Key words: land ethic; human being; environment; anthropocentrism.


A posição do ser humano no mundo e a Land Ethic

Atualmente, existem uma série de debates envolvendo a ética ambiental, e um de nossos principais objetivos é o de evitar a extrema polarização que vem acontecendo quando se trata desse assunto. Nos dias de hoje, ela se configura da seguinte forma: de um lado, temos os antropocentristas (os “humanistas morais”[1]); de outro, os abolicionistas animais (os “moralistas humanos[2]”). Mas gostaríamos de chamar a atenção para uma alternativa a essa dicotomia, uma espécie de “terceira via” – a de uma visão de mundo mais ecocêntrica.

Aldo Leopold foi um dos precursores de uma nova forma de perceber e organizar cognitivamente o mundo natural, baseado em sua extensiva experiência de campo – ele foi guarda florestal durante muitos anos. Além disso, Leopold percebeu que seus valores foram mudando à medida que seu entendimento ecológico ia se aprofundando e, com isso, sugeria que a ecologia possuía também preceitos éticos.

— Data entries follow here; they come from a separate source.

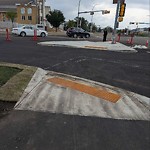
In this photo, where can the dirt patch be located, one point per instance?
(6, 108)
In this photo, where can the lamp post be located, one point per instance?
(78, 13)
(116, 22)
(92, 17)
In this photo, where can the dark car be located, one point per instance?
(77, 32)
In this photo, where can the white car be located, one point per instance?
(29, 31)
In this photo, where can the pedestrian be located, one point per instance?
(105, 35)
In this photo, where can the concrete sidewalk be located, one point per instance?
(60, 93)
(118, 47)
(59, 111)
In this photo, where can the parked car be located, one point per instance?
(29, 31)
(77, 32)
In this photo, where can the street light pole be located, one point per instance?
(92, 17)
(78, 13)
(116, 22)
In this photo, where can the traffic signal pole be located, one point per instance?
(116, 23)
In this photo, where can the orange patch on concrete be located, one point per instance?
(97, 47)
(101, 93)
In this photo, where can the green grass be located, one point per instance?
(6, 73)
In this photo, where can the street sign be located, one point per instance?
(122, 10)
(116, 1)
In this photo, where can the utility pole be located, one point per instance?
(116, 22)
(78, 14)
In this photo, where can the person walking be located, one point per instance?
(105, 35)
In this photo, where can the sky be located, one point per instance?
(136, 11)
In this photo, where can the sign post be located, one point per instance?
(116, 20)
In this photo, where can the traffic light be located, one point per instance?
(122, 10)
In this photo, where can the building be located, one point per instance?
(28, 11)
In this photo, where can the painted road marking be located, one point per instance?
(97, 92)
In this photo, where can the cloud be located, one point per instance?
(136, 10)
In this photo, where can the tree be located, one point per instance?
(55, 18)
(11, 15)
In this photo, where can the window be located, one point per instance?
(29, 11)
(29, 17)
(23, 17)
(22, 10)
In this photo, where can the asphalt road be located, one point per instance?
(28, 130)
(44, 131)
(130, 71)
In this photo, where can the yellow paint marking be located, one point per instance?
(97, 92)
(97, 47)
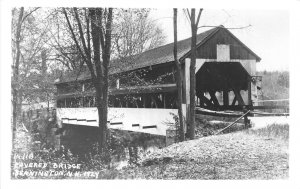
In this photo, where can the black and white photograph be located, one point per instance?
(147, 93)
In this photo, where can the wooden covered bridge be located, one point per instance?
(143, 90)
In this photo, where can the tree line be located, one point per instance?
(47, 43)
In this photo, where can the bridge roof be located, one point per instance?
(159, 55)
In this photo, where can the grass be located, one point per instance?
(274, 131)
(247, 154)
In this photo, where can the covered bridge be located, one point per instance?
(143, 90)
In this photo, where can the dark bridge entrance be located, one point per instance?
(222, 86)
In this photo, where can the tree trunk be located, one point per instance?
(193, 76)
(16, 69)
(178, 81)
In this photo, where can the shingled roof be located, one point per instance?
(159, 55)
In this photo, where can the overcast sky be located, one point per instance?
(268, 35)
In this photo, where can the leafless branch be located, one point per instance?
(29, 14)
(231, 28)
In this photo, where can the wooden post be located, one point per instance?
(214, 98)
(225, 97)
(249, 91)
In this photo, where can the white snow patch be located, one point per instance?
(260, 122)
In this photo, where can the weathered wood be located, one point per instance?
(214, 98)
(249, 91)
(234, 101)
(225, 98)
(244, 115)
(204, 100)
(239, 97)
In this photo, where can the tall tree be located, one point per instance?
(135, 32)
(178, 79)
(29, 41)
(16, 64)
(96, 55)
(194, 27)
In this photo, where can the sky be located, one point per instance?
(268, 35)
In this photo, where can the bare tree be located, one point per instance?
(194, 27)
(16, 64)
(178, 79)
(135, 32)
(96, 55)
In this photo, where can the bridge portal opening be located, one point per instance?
(222, 86)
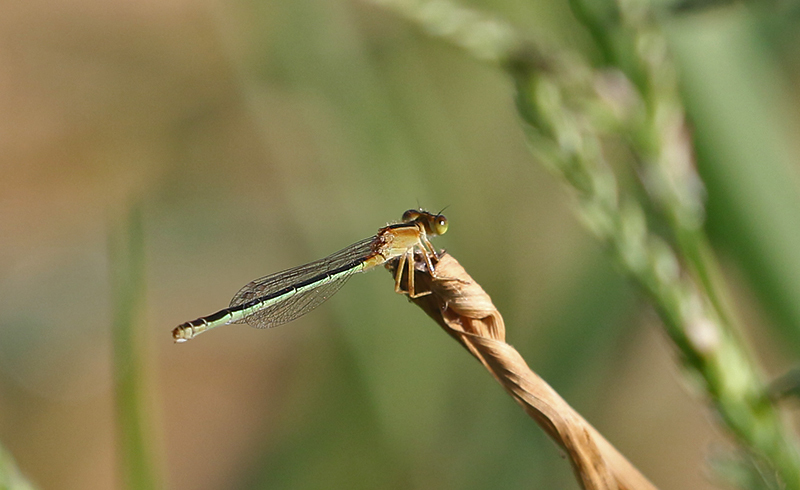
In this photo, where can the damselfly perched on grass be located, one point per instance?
(284, 296)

Tal corrente de pensamento foi chamada de land ethic[3]. As duas características mais revolucionárias presentes nela eram: 1) a mudança de ênfase da parte para o todo, do indivíduo para a comunidade; 2) a mudança de ênfase do ser humano para a natureza, do antropocentrismo para o ecocentrismo[4]. Por causa dessa proposta, esse é um dos grandes problemas que este tipo de visão enfrenta, qual seja, o da tradição extremamente arraigada do pensamento moral ocidental – antropocêntrico e reducionista. Tanto é assim que a ética ambiental ainda não possui uma definição convencional e largamente aceita em glossários de terminologia filosófica.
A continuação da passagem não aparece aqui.